It helps if you're able to live in Kierkegaard's unfolding moment if you want to enjoy this movie. Or in Fritz Perl's "here and now", to switch hoaxes in midstream.

It's pointless to compare "Casino Royale" to any of the other "straight" Bond films. There is no "plot" worthy of the name. The five disparate directors saw to that, to the extent that the writers didn't. It's a succession of gags, puns, and visual effects taking place in spectacularly designed settings, spoofs of German expressionism, psychedelic imagery, and all that. Some of the gags miss the mark. A British soldier who has been practicing karate chops on wooden boards comes to a stiff attention when his superior approaches and snaps a quivering Brit-style salute, knocking himself out with his own hand. Ha ha.

Such silliness abounds and at times the movie drags a bit, but there is always another joke around the corner. Orson Welles, with his fat cigar at the card table, performing magic tricks with flags and scarves amid flashing lights while everyone whistles and applauds.
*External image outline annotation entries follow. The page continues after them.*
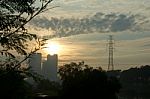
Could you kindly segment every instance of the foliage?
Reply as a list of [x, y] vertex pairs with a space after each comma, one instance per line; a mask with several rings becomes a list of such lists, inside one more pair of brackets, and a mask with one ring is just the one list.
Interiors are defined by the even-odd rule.
[[0, 54], [2, 56], [15, 58], [12, 50], [20, 55], [28, 55], [27, 42], [33, 39], [37, 41], [38, 37], [28, 32], [26, 24], [46, 11], [52, 1], [0, 0]]
[[[5, 99], [29, 99], [31, 86], [25, 81], [27, 77], [37, 80], [37, 75], [30, 68], [21, 67], [41, 46], [46, 39], [39, 39], [29, 33], [26, 24], [47, 8], [53, 0], [0, 0], [0, 97]], [[36, 46], [28, 52], [28, 42], [35, 40]], [[19, 61], [16, 54], [24, 55]]]
[[60, 84], [57, 82], [42, 79], [34, 89], [34, 93], [41, 93], [48, 96], [58, 96]]
[[127, 99], [150, 98], [150, 66], [130, 68], [128, 70], [115, 70], [107, 72], [109, 76], [119, 78], [122, 89], [119, 95]]
[[121, 88], [115, 77], [108, 77], [101, 69], [93, 69], [84, 62], [66, 64], [59, 69], [64, 97], [92, 96], [117, 99]]

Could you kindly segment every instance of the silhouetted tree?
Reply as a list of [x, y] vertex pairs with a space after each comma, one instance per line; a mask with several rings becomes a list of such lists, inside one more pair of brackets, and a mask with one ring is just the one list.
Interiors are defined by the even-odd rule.
[[92, 96], [117, 99], [121, 88], [115, 77], [108, 77], [103, 70], [93, 69], [84, 62], [66, 64], [59, 69], [62, 80], [62, 97]]
[[[0, 98], [29, 99], [31, 86], [27, 77], [36, 79], [29, 68], [22, 68], [21, 63], [45, 44], [36, 34], [29, 33], [26, 24], [35, 16], [51, 9], [47, 8], [53, 0], [0, 0]], [[37, 46], [28, 52], [28, 41], [35, 40]], [[18, 61], [15, 53], [24, 55]]]

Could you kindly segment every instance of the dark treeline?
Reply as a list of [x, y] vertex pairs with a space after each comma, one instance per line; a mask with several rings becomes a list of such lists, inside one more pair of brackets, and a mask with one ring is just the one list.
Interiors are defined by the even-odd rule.
[[150, 98], [150, 66], [145, 65], [139, 68], [128, 70], [108, 71], [109, 76], [115, 76], [120, 80], [121, 99], [149, 99]]

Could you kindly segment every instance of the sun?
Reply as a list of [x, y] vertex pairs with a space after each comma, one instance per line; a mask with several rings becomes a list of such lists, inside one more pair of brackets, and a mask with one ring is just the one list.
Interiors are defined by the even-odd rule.
[[59, 54], [60, 45], [56, 42], [48, 42], [45, 50], [50, 55]]

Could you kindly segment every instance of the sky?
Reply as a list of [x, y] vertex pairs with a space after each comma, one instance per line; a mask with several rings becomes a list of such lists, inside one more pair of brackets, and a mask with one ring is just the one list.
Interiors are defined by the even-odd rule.
[[85, 61], [107, 69], [114, 39], [115, 69], [150, 64], [150, 0], [53, 0], [59, 6], [30, 22], [30, 31], [60, 45], [59, 65]]

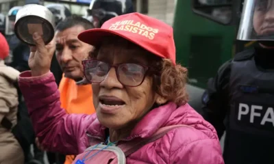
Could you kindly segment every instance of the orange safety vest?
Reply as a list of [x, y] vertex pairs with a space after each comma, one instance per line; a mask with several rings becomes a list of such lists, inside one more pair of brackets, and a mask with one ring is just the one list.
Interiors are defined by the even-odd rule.
[[[90, 84], [77, 85], [74, 80], [66, 78], [63, 74], [59, 85], [59, 91], [61, 107], [65, 109], [67, 113], [92, 114], [95, 113]], [[71, 164], [75, 157], [73, 155], [66, 156], [64, 164]]]

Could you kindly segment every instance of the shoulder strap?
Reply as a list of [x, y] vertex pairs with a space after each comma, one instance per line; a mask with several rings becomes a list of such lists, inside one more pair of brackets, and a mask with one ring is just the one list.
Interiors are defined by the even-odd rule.
[[254, 49], [249, 49], [235, 55], [234, 61], [240, 62], [250, 59], [255, 53]]
[[139, 150], [140, 148], [144, 146], [145, 145], [155, 141], [157, 139], [161, 138], [163, 137], [164, 135], [166, 135], [169, 131], [176, 128], [179, 128], [182, 126], [188, 126], [187, 125], [172, 125], [172, 126], [165, 126], [163, 128], [160, 128], [158, 131], [157, 131], [156, 133], [155, 133], [151, 137], [149, 137], [148, 139], [142, 139], [140, 141], [133, 141], [132, 142], [127, 143], [125, 144], [123, 144], [123, 146], [121, 146], [120, 148], [122, 149], [122, 150], [124, 152], [125, 156], [128, 156], [129, 155], [132, 154], [132, 153], [135, 152], [138, 150]]

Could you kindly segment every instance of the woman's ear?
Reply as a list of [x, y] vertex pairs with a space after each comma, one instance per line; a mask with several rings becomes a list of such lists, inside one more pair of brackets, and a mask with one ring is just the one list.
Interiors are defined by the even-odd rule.
[[155, 99], [155, 103], [161, 105], [162, 104], [165, 104], [166, 102], [168, 101], [168, 100], [161, 96], [160, 96], [159, 94], [156, 95], [156, 99]]

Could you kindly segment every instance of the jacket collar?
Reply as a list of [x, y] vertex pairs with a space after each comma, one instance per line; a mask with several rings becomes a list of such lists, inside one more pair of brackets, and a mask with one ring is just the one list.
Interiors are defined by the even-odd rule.
[[[136, 124], [130, 136], [125, 140], [130, 140], [137, 137], [146, 138], [151, 136], [158, 129], [164, 126], [176, 108], [177, 105], [175, 103], [169, 102], [153, 109]], [[88, 128], [87, 133], [91, 137], [105, 140], [105, 130], [106, 128], [101, 124], [98, 119], [96, 118], [95, 121]]]

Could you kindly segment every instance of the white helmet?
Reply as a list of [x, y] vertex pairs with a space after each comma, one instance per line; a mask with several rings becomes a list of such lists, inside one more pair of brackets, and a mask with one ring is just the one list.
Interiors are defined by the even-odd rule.
[[10, 10], [5, 18], [5, 35], [12, 35], [14, 33], [14, 23], [18, 11], [22, 6], [14, 6]]

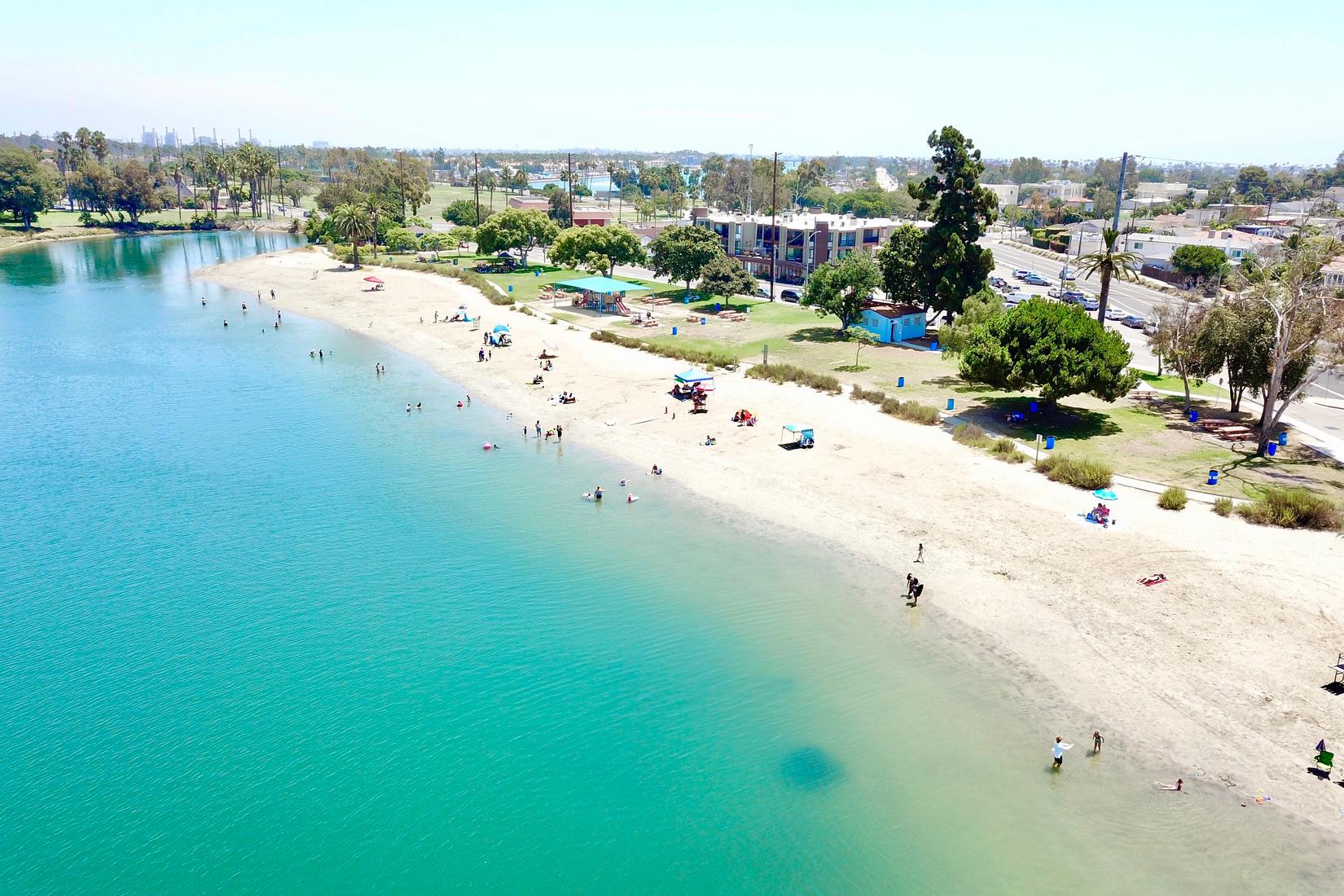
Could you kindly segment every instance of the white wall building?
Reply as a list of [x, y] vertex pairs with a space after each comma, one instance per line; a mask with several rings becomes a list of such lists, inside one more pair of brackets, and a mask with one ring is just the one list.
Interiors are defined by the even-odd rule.
[[774, 254], [774, 278], [781, 283], [801, 283], [817, 265], [849, 253], [875, 253], [902, 224], [929, 227], [927, 222], [812, 212], [785, 212], [771, 226], [770, 215], [719, 212], [703, 206], [691, 210], [691, 219], [715, 232], [728, 258], [749, 274], [769, 277]]
[[1042, 184], [1023, 184], [1019, 192], [1044, 193], [1046, 199], [1081, 199], [1086, 187], [1077, 180], [1047, 180]]
[[999, 207], [1017, 204], [1017, 184], [980, 184], [999, 197]]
Peter Sellers trying on different costumes for Ursula Andress, including one of a gruff old general, "There's nothing wrong with the British Ahmy -- that a damned good swim won't cure."

You really can't look for logic in all of this. Listen to the score and watch the performers squeeze the most possible laughs out of their situations. Too bad the movie loses steam at the end so that what should be a climactic pulling together of all the accumulated lines of narrative and jokes is, instead, just plain silly -- clapping seals, parachuting Indians. Ridiculous, but not funny. Writers who have trouble ending absurd movies like this seem to think that a few minutes of chaotic slapstick will serve. "What's New, Pussycat" had the same problem, with people running frantically from room to room in a hotel, a Feydeau farce without laughs. "Sex and the Single Girl" thrust everybody into vehicles and sent them racing down a California freeway with nothing to say. Just about all of "It's a Mad, Mad, Mad, Mad World" was an attempt to substitute destruction and speed for wit.

I saw this movie when it was released and laughed from beginning to end. I don't find it quite so funny now, (I don't find ANYTHING quite so funny anymore) but I watch it when I can. It's an opportunity to live in the unfolding moment.